Beware of floats
I am currently volunteering as an instructor to teach young women about Data & SQL. Right in the first module we covered core data types as shown here:
For this blog post I’d like to write about FLOAT and DECIMAL and why in most cases I think that DECIMAL is a much better choice.
According to the MySQL documentation float (and double) represent
approximate numeric data values
This is the reason where the general problem comes from. But what on earth does that mean?
If you use a float you can’t store the value exactly. Let’s take a monetary value as an example. We have a purchase price of 5.32 €. According to this website this is actually stored as 5.32000000000000028421709430404007434844970703125
(ok I am cheating a bit as this is not a float but a double but you get the impression).You can read about the mathematical foundation here.
So you probably ask yourself….well I just want to store 5.32 € and obviously 5.32000000000000028421709430404007434844970703125 is very close to that….does it actually matter? It does, as I will point out later on.
Well know that we know that float represents exact numbers…is there another datatype storing exact values? Yes of course….it is called DECIMAL or NUMERIC.
In MySQL and SQL Server they are actually identical. According to the SQL-Standard there can be tiny differences. But let’s just say that they are identical for the purpose of that blog post.
As a difference to approximate types like float with a DECIMAL you actually specify the precision and the scale.
DECIMAL(5,2) means that you can store 5 digits and 2 digits are reserved for the part after the comma (for example the cents of a price in euro). So the maximum number you could store within that definition would be
999.99 (5 digits in total and 2 of them after the comma).
Problems with approximate values
If you use approximate values (FLOAT or DOUBLE) you will run into problems with summing up values and also with comparing values.
Here is a small repro script for SQL server to populate a test table with float and numeric datatypes.

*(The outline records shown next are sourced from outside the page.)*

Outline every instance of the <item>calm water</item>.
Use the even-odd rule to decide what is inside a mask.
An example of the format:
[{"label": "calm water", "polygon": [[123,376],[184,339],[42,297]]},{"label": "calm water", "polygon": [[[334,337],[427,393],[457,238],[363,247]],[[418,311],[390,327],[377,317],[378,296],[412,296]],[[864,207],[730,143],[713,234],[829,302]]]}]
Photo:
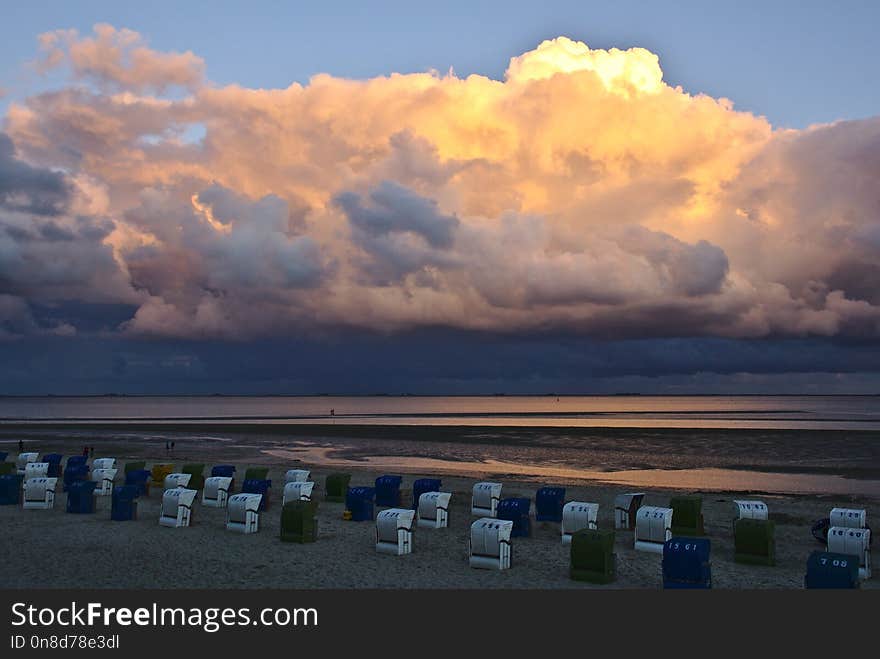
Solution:
[{"label": "calm water", "polygon": [[[331,416],[331,410],[334,411]],[[0,398],[0,423],[489,425],[880,430],[878,396],[309,396]]]}]

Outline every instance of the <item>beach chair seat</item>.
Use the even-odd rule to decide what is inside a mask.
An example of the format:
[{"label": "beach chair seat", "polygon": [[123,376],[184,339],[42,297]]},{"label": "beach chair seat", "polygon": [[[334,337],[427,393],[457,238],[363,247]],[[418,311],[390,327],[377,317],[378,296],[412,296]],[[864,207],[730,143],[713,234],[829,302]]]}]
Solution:
[{"label": "beach chair seat", "polygon": [[95,512],[94,481],[77,481],[67,488],[67,512],[77,515],[89,515]]},{"label": "beach chair seat", "polygon": [[256,533],[260,530],[262,494],[233,494],[226,502],[226,530]]},{"label": "beach chair seat", "polygon": [[191,490],[201,490],[205,487],[205,465],[197,462],[192,462],[190,464],[185,464],[180,468],[180,471],[184,474],[189,474],[191,478],[189,479],[188,488]]},{"label": "beach chair seat", "polygon": [[26,510],[50,510],[55,507],[57,478],[40,476],[23,481],[22,508]]},{"label": "beach chair seat", "polygon": [[259,494],[262,496],[260,499],[260,512],[269,509],[269,493],[271,492],[272,481],[267,480],[265,478],[250,478],[246,479],[241,484],[241,493],[242,494]]},{"label": "beach chair seat", "polygon": [[529,512],[532,507],[531,499],[525,497],[511,497],[498,502],[495,517],[513,522],[513,538],[527,538],[532,534],[532,520]]},{"label": "beach chair seat", "polygon": [[282,542],[315,542],[318,539],[318,503],[288,501],[281,509]]},{"label": "beach chair seat", "polygon": [[644,500],[644,492],[624,492],[614,497],[614,528],[624,531],[636,528],[639,508]]},{"label": "beach chair seat", "polygon": [[442,481],[439,478],[419,478],[413,481],[412,508],[417,510],[425,492],[439,492]]},{"label": "beach chair seat", "polygon": [[19,453],[18,457],[15,459],[15,468],[18,470],[18,473],[22,476],[25,475],[27,465],[31,462],[37,462],[40,459],[39,453]]},{"label": "beach chair seat", "polygon": [[284,474],[285,483],[307,483],[312,472],[308,469],[288,469]]},{"label": "beach chair seat", "polygon": [[110,497],[110,519],[114,522],[127,522],[137,519],[137,499],[140,488],[137,485],[117,485]]},{"label": "beach chair seat", "polygon": [[769,519],[736,520],[733,544],[737,563],[776,565],[776,525]]},{"label": "beach chair seat", "polygon": [[284,492],[281,495],[281,505],[285,505],[288,501],[311,501],[313,489],[315,489],[315,484],[311,481],[285,483]]},{"label": "beach chair seat", "polygon": [[475,483],[471,493],[471,515],[495,517],[501,501],[501,483]]},{"label": "beach chair seat", "polygon": [[571,534],[569,576],[575,581],[606,584],[614,581],[617,557],[614,531],[581,528]]},{"label": "beach chair seat", "polygon": [[324,500],[343,503],[348,493],[351,474],[336,473],[327,476],[324,482]]},{"label": "beach chair seat", "polygon": [[150,472],[146,469],[136,469],[126,472],[125,484],[132,485],[138,489],[138,496],[146,497],[150,495]]},{"label": "beach chair seat", "polygon": [[[439,481],[437,481],[439,483]],[[449,526],[450,492],[422,492],[419,497],[418,526],[425,529],[445,529]]]},{"label": "beach chair seat", "polygon": [[481,517],[471,524],[468,562],[484,570],[506,570],[512,561],[513,522],[494,517]]},{"label": "beach chair seat", "polygon": [[672,497],[672,535],[696,538],[705,535],[703,529],[703,498],[699,496]]},{"label": "beach chair seat", "polygon": [[171,528],[189,526],[197,494],[195,490],[185,487],[165,490],[162,494],[162,506],[159,508],[159,524]]},{"label": "beach chair seat", "polygon": [[376,551],[394,556],[411,554],[415,515],[409,508],[381,511],[376,516]]},{"label": "beach chair seat", "polygon": [[663,545],[672,537],[672,508],[641,506],[636,513],[634,548],[663,553]]},{"label": "beach chair seat", "polygon": [[859,588],[859,557],[814,551],[807,559],[804,588]]},{"label": "beach chair seat", "polygon": [[871,529],[832,526],[828,529],[826,551],[832,554],[856,556],[859,579],[871,578]]},{"label": "beach chair seat", "polygon": [[202,505],[209,508],[225,508],[229,501],[232,477],[209,476],[202,490]]},{"label": "beach chair seat", "polygon": [[0,476],[0,506],[17,506],[21,502],[22,483],[24,476],[19,473]]},{"label": "beach chair seat", "polygon": [[109,497],[113,494],[113,486],[116,484],[116,469],[93,469],[91,480],[97,483],[95,488],[96,497]]},{"label": "beach chair seat", "polygon": [[373,521],[373,497],[376,490],[372,487],[350,487],[345,495],[345,509],[351,513],[353,522]]},{"label": "beach chair seat", "polygon": [[572,535],[584,529],[597,529],[599,504],[569,501],[562,507],[562,544],[571,543]]},{"label": "beach chair seat", "polygon": [[400,505],[400,484],[403,478],[400,476],[379,476],[376,479],[376,505],[383,508],[396,508]]},{"label": "beach chair seat", "polygon": [[673,536],[663,544],[663,588],[712,587],[710,542],[707,538]]}]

DROP DATABASE IF EXISTS floattest; CREATE DATABASE floattest; USE floattest; DROP TABLE IF EXISTS dbo.test; CREATE Table dbo.test(floatval FLOAT, numval NUMERIC(6,2)); INSERT INTO dbo.test SELECT a, a FROM ( /* generate a random number between 0 and 9999.99*/ SELECT ROUND(RAND()*10000,2) AS a ) src /* insert 10k rows*/ GO 10000 /* compare the sums */ SELECT SUM(floatval), SUM(numval) FROM dbo.test ;
The numbers involved are random…so you might end up with different results. In my testrun I got the following result:
The numbers look quite close but are not identical. So where does the imperfection of the float sum come from? Again this is because floats are only approximate values….so the difference between both sums is tiny but there is a difference.
Which leads us to the second issue with floats…comparing values.
This is particularly iffy. In this example we would like to store some parts of a car invoice like the varnish sum and the spare part sum as well as the overall sum (for the sake of brevity) in one table.
DROP TABLE IF EXISTS dbo.carInvoice; CREATE TABLE dbo.carInvoice ( id INTEGER, varnish FLOAT, sparePart FLOAT, total FLOAT ); INSERT INTO dbo.carInvoice ( id, varnish, sparePart, total ) VALUES ( 1, 2155.83, -- varnish - FLOAT 4192.98, -- sparePart - FLOAT 6438.81 -- total - FLOAT ), ( 2, 2500.20, 499.80, 2999.0 ) ; SELECT * FROM dbo.carInvoice
The SELECT statement will return the following:
Eagle eyed readers might have already spotted that the calculation for the total for id 2 is wrong. Let’s imagine we have just discovered that we have a bug in our code and would like to determine which totals are wrong. So we would fire off a SELECT like the following:
SELECT * FROM dbo.carInvoice WHERE total <> varnish + sparePart
How many rows will come back? You thought one? Think again 😀.
In fact both rows are returned. Why? Because the sum of varnish and sparePart for id 1 differ just a tiny bit.
SELECT id, varnish + sparePart - total AS diff FROM dbo.carInvoice
You can work around issues like this by rounding the float values. However this is not straight forward and will lead to your code being more cumbersome. In general, I have the strong opinion that it is a good thing just to stay away from floats and avoid issues like this. If you are already stuck with floats and it is too much of an effort to refactor them be aware of the caveats and how to deal with them.
You could perhaps safely use floats for things like geocodes (latitude and longtitude) which you are not very likely to do math on.
It seems that storagewise you could save 1 byte (numeric takes at least 5 byte of storage while float takes just 4 byte) if you use float and they would need less CPU time . However I have not come across a scenario where these gains would outweigh the disadvantages around summing and comparing.
The Mysql documentation even has an own article regarding Problems with floating point values.